The most recent available forecast data of the other models (OPE, EPS, MON, SEA) are used to finish crop simulation as far into the future as the forecast model allows.
Downscaling of forecasted weather to 25x25km grid
The data of different forecast models ('source') are acquired in different spatial resolutions (sea 'Acquisition of observed weather'). The downscalling procedure converts these data into a 25x25 km ('target') resolution which can be used in the crop simulation module.
In the first part of the downscalling method parameter values for a target gridcell are derived from the 4 closest source gridcells where closer source gridcells have a higher weight (inverse distance weighting).
In the second part of the downscalling a correction is made for systematic bias (systematic deviations between estimated downscalled source data and observed target data). For instance: temperature is correlated with height. The heigt values in the source grid are different from the height values in the target grid (they sample different locations). Therefor downscalled temperature will be biased depending upon the height differences.
External links: Inverse Distance Weighting (IDW)
Aggregation to regions
The primary results of the interpolating observed stations weather and downscalled forecast weather is grid weather.
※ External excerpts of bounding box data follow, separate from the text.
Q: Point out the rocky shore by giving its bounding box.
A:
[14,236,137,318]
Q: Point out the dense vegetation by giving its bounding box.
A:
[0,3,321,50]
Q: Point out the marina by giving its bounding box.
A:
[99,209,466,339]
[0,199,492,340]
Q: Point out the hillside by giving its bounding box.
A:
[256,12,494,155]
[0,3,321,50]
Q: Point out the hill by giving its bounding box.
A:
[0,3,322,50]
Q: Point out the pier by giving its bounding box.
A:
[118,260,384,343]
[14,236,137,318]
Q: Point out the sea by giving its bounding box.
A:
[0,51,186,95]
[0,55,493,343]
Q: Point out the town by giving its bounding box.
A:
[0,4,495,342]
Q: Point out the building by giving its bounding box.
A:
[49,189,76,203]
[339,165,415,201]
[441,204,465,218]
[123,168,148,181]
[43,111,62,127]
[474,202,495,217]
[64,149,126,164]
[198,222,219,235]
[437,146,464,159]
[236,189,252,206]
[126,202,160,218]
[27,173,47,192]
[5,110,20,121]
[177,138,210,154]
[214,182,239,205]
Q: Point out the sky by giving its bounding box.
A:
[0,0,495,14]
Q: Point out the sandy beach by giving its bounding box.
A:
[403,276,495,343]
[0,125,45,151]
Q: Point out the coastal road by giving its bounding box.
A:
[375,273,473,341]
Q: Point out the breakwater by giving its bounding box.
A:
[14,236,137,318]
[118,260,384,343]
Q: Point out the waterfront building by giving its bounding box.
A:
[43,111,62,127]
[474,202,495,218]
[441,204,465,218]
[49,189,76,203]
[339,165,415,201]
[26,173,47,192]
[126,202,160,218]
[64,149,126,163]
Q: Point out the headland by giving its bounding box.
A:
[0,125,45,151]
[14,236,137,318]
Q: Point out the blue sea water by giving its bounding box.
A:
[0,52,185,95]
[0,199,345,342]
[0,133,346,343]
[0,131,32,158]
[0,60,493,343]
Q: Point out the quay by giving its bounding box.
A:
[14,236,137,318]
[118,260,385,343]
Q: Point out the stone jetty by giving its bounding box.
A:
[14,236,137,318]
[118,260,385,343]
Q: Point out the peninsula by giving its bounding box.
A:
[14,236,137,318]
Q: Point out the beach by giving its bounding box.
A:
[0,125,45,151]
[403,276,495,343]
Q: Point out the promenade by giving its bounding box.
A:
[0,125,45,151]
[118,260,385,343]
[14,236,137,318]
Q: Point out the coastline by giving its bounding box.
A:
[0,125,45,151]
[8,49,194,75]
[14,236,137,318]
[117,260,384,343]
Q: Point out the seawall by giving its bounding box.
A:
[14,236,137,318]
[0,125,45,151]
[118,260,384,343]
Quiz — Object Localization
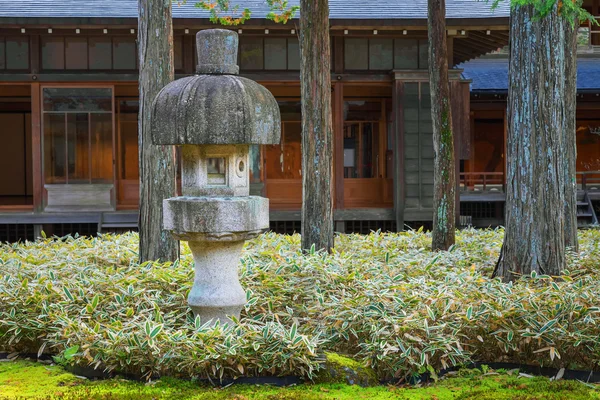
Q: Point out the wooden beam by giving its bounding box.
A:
[392,81,404,232]
[31,83,44,212]
[333,82,344,209]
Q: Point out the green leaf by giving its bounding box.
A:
[149,324,163,339]
[290,323,298,340]
[63,345,79,361]
[92,294,100,310]
[63,286,75,301]
[540,319,558,333]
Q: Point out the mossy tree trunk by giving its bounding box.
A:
[138,0,179,262]
[494,5,566,281]
[300,0,333,251]
[563,21,579,251]
[427,0,456,250]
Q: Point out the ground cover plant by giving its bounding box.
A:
[0,361,600,400]
[0,230,600,381]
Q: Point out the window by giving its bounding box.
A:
[394,39,419,69]
[344,37,428,71]
[113,36,137,70]
[42,36,65,70]
[265,38,287,70]
[403,82,433,209]
[41,35,137,71]
[238,36,300,71]
[344,38,369,70]
[369,38,394,70]
[240,37,264,70]
[173,36,183,71]
[88,36,112,70]
[0,36,29,71]
[343,100,385,178]
[43,88,113,184]
[65,36,88,69]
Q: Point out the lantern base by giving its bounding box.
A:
[188,240,246,324]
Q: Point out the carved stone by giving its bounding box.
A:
[152,29,281,322]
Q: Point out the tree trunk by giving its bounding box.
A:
[138,0,179,262]
[494,5,566,281]
[563,21,579,251]
[427,0,456,250]
[300,0,333,251]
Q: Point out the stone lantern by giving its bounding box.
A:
[152,29,281,322]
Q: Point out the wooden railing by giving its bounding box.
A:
[459,172,504,192]
[577,171,600,192]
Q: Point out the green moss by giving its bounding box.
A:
[0,362,600,400]
[315,353,379,386]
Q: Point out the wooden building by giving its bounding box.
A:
[460,52,600,227]
[0,0,600,240]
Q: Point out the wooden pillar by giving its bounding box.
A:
[29,35,40,75]
[333,82,344,210]
[446,36,454,68]
[31,83,44,213]
[589,0,600,46]
[392,80,404,232]
[465,111,475,188]
[377,99,387,178]
[450,79,471,226]
[183,35,194,74]
[502,109,508,186]
[333,36,344,74]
To answer questions like:
'What was the average temperature in France during the last week for locations where winter wheat is grown?'
the grid weather data are aggregated to different levels of administrative regions and different levels of climatic zones ('agri-environmental regions') while weighting each gridcells for the area covered by a certain crop or landcover type.
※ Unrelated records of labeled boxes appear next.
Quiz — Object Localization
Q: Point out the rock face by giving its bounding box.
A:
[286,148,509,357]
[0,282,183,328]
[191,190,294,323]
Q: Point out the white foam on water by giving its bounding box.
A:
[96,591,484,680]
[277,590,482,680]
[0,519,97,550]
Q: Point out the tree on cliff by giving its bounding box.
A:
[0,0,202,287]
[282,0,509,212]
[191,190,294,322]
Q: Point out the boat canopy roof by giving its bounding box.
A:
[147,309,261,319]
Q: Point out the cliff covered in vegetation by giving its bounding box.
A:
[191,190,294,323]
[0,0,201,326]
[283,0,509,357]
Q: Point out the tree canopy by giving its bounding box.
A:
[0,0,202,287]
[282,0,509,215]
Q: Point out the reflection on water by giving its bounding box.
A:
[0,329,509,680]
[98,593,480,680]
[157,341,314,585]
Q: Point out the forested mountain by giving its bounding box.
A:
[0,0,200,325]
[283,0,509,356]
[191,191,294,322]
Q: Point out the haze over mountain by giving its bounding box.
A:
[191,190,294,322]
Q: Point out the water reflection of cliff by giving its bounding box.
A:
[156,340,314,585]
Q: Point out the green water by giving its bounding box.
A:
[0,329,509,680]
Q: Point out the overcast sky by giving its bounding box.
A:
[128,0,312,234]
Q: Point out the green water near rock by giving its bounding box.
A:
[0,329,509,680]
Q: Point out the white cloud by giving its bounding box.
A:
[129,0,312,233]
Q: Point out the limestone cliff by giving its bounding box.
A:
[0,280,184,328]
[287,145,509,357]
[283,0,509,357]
Grid weather is aggregated to 90 combinations:
- 4 levels of administrative regions for 12 crops and 7 landcover types
- 2 levels of climate zones for 7 landcover types.
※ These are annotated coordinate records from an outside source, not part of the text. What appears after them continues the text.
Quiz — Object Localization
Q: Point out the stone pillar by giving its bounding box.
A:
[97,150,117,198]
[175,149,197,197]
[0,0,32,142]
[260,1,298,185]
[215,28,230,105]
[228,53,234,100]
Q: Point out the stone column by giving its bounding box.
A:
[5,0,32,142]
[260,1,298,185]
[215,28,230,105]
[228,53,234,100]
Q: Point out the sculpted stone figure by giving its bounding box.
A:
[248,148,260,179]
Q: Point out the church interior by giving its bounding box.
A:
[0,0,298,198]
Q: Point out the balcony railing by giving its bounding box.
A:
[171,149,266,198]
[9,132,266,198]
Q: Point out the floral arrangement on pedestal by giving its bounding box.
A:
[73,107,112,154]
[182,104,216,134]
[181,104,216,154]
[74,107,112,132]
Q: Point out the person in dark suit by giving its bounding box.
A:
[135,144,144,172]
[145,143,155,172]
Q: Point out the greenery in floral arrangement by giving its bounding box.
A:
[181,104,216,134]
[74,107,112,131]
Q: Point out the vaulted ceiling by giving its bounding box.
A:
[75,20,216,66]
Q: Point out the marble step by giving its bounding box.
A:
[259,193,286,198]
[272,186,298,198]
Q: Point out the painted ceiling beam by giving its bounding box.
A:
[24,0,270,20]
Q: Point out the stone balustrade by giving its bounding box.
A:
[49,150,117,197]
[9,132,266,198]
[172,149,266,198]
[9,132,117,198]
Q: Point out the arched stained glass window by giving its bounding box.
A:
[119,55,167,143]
For example: in one combination the grid cells - weighted by the area covered with landcover type 'arable land' - contribute to the aggregated value for the countries (administrative region level 0) they are contained by.
Climatology is essential to understand how current weather conditions relate to the normal situation. Long term average values are available for the observed and forecasted weather at different resolutions like the 25 x 25 km grid, administrative regions and agri-environmental regions.